Skate on frozen lakes
For a few weeks in the darkest reaches of Alberta’s winter, the lakes become glistening ice rinks that offer beautiful fodder to the adventurous photographer. Some of the best places to capture images of pleasure skaters include Vermilion Lakes, Johnson Lake, Two Jack Lake, Lake Minnewanka, and Lake Louise - the glacier-fed showstopper of Banff National Park (those visiting in January will be awed by the Ice Magic Festival where carvers complete to sculpt elaborate works of art from 300lb blocks of solid ice). For the sure-footed, there’s also a slew of lakes that have been garnering attention for their frozen white bubbles of flammable methane that appear stacked beneath the surface. Whilst favoured by shutterbugs, this phenomenon has a dark side as the burst bubbles do release carbon dioxide and other greenhouse gases.
Get the shot: Created in 1972 on the North Saskatchewan River, the man-made Abraham Lake (also known as Bubble Lake) treats camera buffs to a huge expanse of pearl-like bubbles trapped between layers of ice. The lake typically freezes in mid December, with the famous winter jewels at their bubbling best from the middle of January to early February.
Go ice climbing
Typically available from late November until April (the peak season is December to mid-March) ice climbing is the exhilarating sport that requires specialised tools to scale frozen vertical surfaces. Most adventurous souls make a beeline for the Icefields Parkway for its jaw-dropping scenery punctuated by more than 100 ancient glaciers, waterfalls cascading from rock spires, and frozen lakes set in sweeping valleys. Here you’ll find everything from roadside ice lines such as the Weeping Wall and Polar Circus, through to alpine challenges like Slipstream - an 800-metre route riding a beautiful prow of rock. Further ice climbing meccas include The Ghost for its classic routes such as The Sorcerer, Hydrophobia, Cryophobia, and The Real Big Drip, and Bow Valley for lines such as The Professor Falls, The Terminator, and Sea of Vapours.
Get the shot: Kananaskis (or K-Country, as it is commonly known) is the large area south-east of Canmore best known for its reliably good ice climbing routes. Most standout is the Robertson Glacier Hike that rewards with stunning views of Mount Robertson and Mount French (many link this day-long hike with the French/Haig Glacier to make a loop).
See the Northern Lights
Given that Alberta is home to some of the world’s largest dark sky preserves, there’s no shortage of places to see the dazzling Northern Lights (also known as Aurora Boreas after the Roman goddess of dawn and the Greek god of the north wind respectively).
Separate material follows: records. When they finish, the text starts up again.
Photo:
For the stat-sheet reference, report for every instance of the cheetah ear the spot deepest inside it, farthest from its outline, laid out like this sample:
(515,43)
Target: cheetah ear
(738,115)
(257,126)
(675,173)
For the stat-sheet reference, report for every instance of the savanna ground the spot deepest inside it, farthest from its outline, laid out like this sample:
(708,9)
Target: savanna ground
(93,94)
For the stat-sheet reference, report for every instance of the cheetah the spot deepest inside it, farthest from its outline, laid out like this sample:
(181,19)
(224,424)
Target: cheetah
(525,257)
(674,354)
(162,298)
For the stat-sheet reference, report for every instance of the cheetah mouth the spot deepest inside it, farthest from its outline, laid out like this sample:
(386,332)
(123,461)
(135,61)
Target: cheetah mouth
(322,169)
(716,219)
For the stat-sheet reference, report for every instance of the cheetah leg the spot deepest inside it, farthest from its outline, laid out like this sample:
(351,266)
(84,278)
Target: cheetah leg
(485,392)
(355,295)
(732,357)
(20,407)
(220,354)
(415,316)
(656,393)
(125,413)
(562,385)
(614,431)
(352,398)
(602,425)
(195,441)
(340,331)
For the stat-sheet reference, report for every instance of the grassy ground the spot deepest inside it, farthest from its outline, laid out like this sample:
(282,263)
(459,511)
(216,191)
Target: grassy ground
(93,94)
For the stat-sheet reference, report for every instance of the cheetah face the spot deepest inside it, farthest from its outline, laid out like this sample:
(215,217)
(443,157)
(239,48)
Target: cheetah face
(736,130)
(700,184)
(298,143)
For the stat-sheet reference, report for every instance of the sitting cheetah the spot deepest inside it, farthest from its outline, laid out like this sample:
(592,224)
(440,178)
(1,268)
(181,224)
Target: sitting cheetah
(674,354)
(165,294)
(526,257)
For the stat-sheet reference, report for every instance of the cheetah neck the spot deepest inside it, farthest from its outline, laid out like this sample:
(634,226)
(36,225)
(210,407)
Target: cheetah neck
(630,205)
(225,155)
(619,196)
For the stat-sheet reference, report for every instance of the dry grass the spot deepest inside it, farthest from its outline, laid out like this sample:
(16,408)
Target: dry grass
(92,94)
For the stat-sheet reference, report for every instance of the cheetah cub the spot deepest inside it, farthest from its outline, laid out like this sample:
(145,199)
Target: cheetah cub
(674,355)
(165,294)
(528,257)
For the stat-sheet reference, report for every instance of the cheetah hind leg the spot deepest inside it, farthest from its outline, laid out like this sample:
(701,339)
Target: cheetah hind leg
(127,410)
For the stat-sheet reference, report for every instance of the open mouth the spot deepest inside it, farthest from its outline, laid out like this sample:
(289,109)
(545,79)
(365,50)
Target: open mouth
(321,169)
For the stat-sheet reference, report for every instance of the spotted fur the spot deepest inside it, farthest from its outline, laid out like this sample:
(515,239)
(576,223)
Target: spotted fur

With peak viewing from September through to mid-May, must-see spots with zero human light pollution include the iconic Banff and Jasper National Park duo as well as the Cypress Hills Interprovincial Park that spans the southeast corner of Alberta and the southwest corner of Saskatchewan. For the coolest shots of this mesmerising natural anomaly, be prepared to stay up late (the aurora borealis makes an appearance between 10pm and 2am), bring a tripod to wedge into the snow, and remove all lens filters prior to shooting to avoid chromatic aberration (also known as colour fringing).
Get the shot: So powerful was an amateur photographer’s image of the Northern Lights at the vast Wood Buffalo National Park that it was used on a commemorative $10 bill for Canada's 150th anniversary. Head to this dark sky perverse (officially the world’s largest) on a clear night in December, January, or February for some incredible viewing opportunities.